Women computer programmers (early coders) made major contributions in the early 20th century and this was considered low-status work like switchboard operation; however, now the predominant gender of computer programmers and software developers is male (high-paying/high-status roles). Once an all-male occupation receives a large influx of women, the occupation often becomes virtually all-female, and this process rarely reverses. Common examples of occupations that have switched from being predominantly male to predominantly female include bank tellers, secretaries, teachers, and sales positions.
In medicine, as women have entered the profession, they have been encouraged to pursue and have gravitated toward specific specialties and career paths (i.e. pediatrics). The relative prestige and compensation of these fields (compared with all physician salaries) have decreased, which is consistent with the phenomena of tipping and devaluation. We have not seen a reversal to date.
No. For example, while women predominate in pediatrics, only 30% of the chairs are women. The pediatric chairs group has also discovered another phenomenon: women are more likely to serve in interim positions and not go on to become the permanent chair. Hence, while significant progress in numbers of women department chairs has been made, these leadership positions even in pediatrics remain majority male. Women remain underrepresented in obstetrics and gynecology leadership as well.
This concern could be extended to concern about the entire field of medicine: Will medicine become “women’s work”? If one looks at the physician composition throughout the world, while women have increased their numbers in many countries, medicine has not become predominantly female. The likely increase in numbers of women is thought to reflect their entrance into higher education and the accompanying workforce.
Creating cultures and opportunities for women and men in all specialties will guard against the issue of further gender segregation – which will benefit our profession and our patients.
While this situation represents a vestige of our relatively recent entry of significant numbers of women into the profession (40 years?), this should become less common with the inclusion of more women in visible roles. In the meantime, however, it is helpful to use data and evidence that is balanced in discussions; to speak even when women’s perspectives are not specifically called for; and to be cognizant of the times in which we live. That said – speaking up as a “diverse” perspective is critical to change!
Specialty societies can play a critical role in shaping the culture and consciousness of their specialty. Individual societies can push for changes in governance, using best practices to assure that there is opportunity for diversity in leadership – one of the most important aspects of culture change, because medical students and graduate trainees cannot be what they cannot see. A diversified leadership is especially important in the predominantly male specialties where limited entry of women into the field has persisted (i.e. orthopedics). Specialty societies should invest in the creation of pipeline programs and initiatives to engage individuals of all genders.
Here again the specialty societies can play a very important role, as they actively advise CMS on reimbursement through the RUC committee. The RUC (RVS Update Committee of the AMA) represents the entire medical profession, with 22 of its 32 members appointed by major national medical specialty societies. The lower reimbursement for primary care and other specialties which have attracted women and are the backbone of our healthcare system must be aggressively tackled. Additionally, it is at the RUC where disparate reimbursement for female and male specific procedures of the same complexity originates. Rectifying this inequity at the RUC level would be an important step in closing the gender pay gap in medicine since RVUs, for better or worse, continue to drive many of our compensation models.
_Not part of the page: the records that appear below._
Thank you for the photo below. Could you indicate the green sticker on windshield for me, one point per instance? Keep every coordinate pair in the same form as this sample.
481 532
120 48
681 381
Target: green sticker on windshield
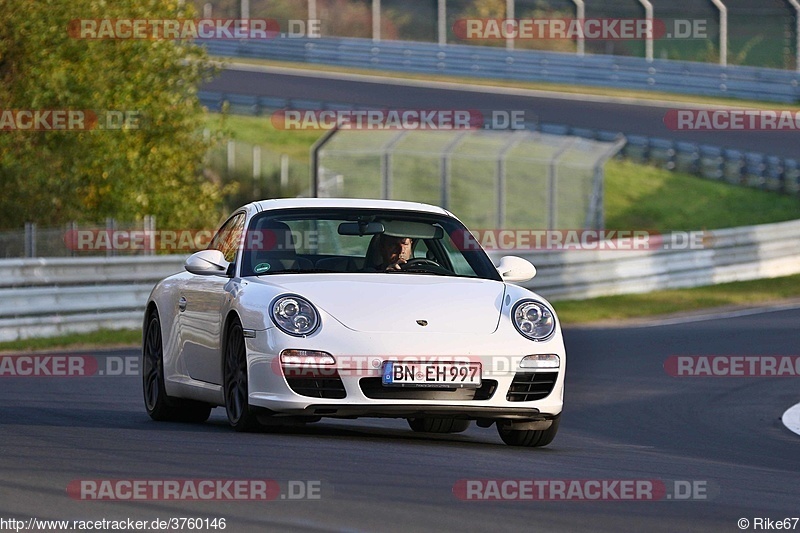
261 267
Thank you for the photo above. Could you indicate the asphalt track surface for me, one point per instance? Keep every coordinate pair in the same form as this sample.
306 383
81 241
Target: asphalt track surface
625 418
641 119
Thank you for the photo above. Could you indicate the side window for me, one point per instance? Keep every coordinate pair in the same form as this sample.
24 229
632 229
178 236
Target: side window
229 237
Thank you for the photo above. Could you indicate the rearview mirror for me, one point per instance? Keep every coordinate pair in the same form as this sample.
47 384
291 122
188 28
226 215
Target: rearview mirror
207 263
515 269
360 228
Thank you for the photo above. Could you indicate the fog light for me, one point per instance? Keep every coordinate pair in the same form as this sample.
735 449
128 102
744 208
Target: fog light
540 361
306 357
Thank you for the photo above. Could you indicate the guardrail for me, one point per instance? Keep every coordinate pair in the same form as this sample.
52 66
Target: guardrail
45 297
526 65
749 169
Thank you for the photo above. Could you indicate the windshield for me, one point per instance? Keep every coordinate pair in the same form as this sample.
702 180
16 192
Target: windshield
363 241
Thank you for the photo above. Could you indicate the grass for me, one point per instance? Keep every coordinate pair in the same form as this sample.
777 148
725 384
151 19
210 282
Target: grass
261 131
636 196
741 293
644 197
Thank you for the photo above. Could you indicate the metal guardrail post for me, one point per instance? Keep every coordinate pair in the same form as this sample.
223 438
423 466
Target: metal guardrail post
723 32
30 239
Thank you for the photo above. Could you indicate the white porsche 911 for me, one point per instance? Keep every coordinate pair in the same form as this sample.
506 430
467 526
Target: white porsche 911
308 308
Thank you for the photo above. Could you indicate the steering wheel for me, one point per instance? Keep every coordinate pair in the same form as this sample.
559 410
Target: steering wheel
419 261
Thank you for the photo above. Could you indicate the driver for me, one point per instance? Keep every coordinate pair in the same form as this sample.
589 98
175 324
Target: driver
394 251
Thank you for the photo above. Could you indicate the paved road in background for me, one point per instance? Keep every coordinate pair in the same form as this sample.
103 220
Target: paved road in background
626 118
625 418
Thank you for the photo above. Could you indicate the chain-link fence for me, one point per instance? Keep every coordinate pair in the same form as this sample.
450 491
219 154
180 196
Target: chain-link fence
490 179
251 172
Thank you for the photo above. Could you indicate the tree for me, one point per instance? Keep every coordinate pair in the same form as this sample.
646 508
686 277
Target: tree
52 177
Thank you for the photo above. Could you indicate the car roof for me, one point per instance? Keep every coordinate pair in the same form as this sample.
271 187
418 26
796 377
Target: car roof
347 203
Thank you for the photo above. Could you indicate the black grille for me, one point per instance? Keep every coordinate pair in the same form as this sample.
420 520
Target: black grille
373 388
530 386
318 387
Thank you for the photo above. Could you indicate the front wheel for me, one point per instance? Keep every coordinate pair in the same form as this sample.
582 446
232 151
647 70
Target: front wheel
240 415
531 438
158 405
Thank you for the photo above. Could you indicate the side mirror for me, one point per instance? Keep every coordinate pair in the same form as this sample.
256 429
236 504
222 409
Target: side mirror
207 263
515 269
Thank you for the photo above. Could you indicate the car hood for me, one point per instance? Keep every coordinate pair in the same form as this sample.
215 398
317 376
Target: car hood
396 302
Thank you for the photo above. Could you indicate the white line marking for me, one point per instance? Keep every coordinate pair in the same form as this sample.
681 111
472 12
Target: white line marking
791 419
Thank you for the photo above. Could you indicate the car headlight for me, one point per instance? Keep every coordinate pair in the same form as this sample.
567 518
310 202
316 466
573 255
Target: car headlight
294 315
533 319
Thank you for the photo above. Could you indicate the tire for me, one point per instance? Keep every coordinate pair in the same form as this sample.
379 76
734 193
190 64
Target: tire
159 406
530 438
240 415
438 425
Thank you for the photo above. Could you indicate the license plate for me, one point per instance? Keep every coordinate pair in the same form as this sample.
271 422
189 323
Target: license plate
444 375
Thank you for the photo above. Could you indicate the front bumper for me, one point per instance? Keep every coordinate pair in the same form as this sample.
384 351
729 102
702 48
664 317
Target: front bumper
352 388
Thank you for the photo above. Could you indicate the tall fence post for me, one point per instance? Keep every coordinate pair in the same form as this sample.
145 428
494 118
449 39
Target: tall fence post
376 21
442 22
648 15
796 6
723 32
149 225
231 157
284 172
111 226
580 13
30 239
510 14
256 171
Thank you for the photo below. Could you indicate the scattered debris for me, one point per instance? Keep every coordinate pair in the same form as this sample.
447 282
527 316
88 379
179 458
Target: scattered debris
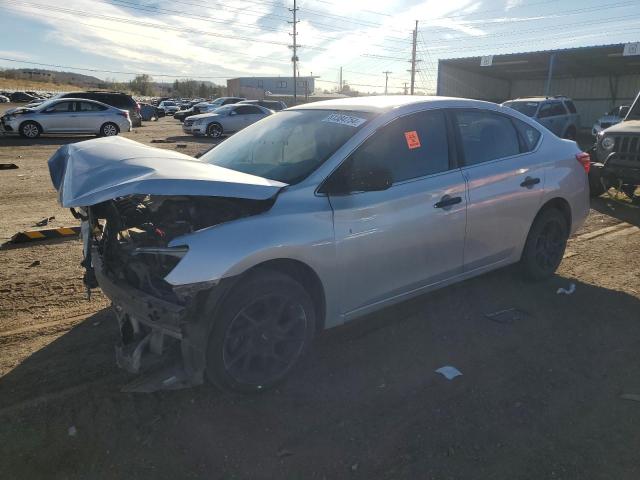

Specialty societies can provide role models and mentors, using best evidence programs to attract students into their specialties. Likewise, the members of the GEMS Alliance (AMWA, CMSS, etc.) can facilitate student exposure and knowledge about the various specialties through targeted programs.
Men are powerful allies in our quest for equity and in driving change. Additionally, occupational gender segregation limits men’s professional choices and earning potential. For example, endocrinology 20 years ago was more highly valued and reimbursed; now, for two years of specialty training to care for a population with a large burden of disease, the healthcare system monetarily values an endocrinologist less than if they had not received this training.
Several lines of evidence support the importance of a balanced workforce in the delivery of health care. For example, patients may feel more comfortable and be more adherent to clinical recommendations if working with those who more closely resemble them, leading to better outcomes. Women physicians also demonstrate better quality outcomes and guideline adherence. Lastly, like all teams, diversity among caregivers likely provides a setting for better decision-making. Thus, it is not that the physician population must be a perfect demographic match for the patient population, but, rather, it is the diversification of the specialty field that leads to better patient care. The persistence and growth of occupational gender segregation will impact our ability to deliver the highest quality of patient care – the true calling of our profession. Thus, it is time to sound the alarm on occupational gender segregation!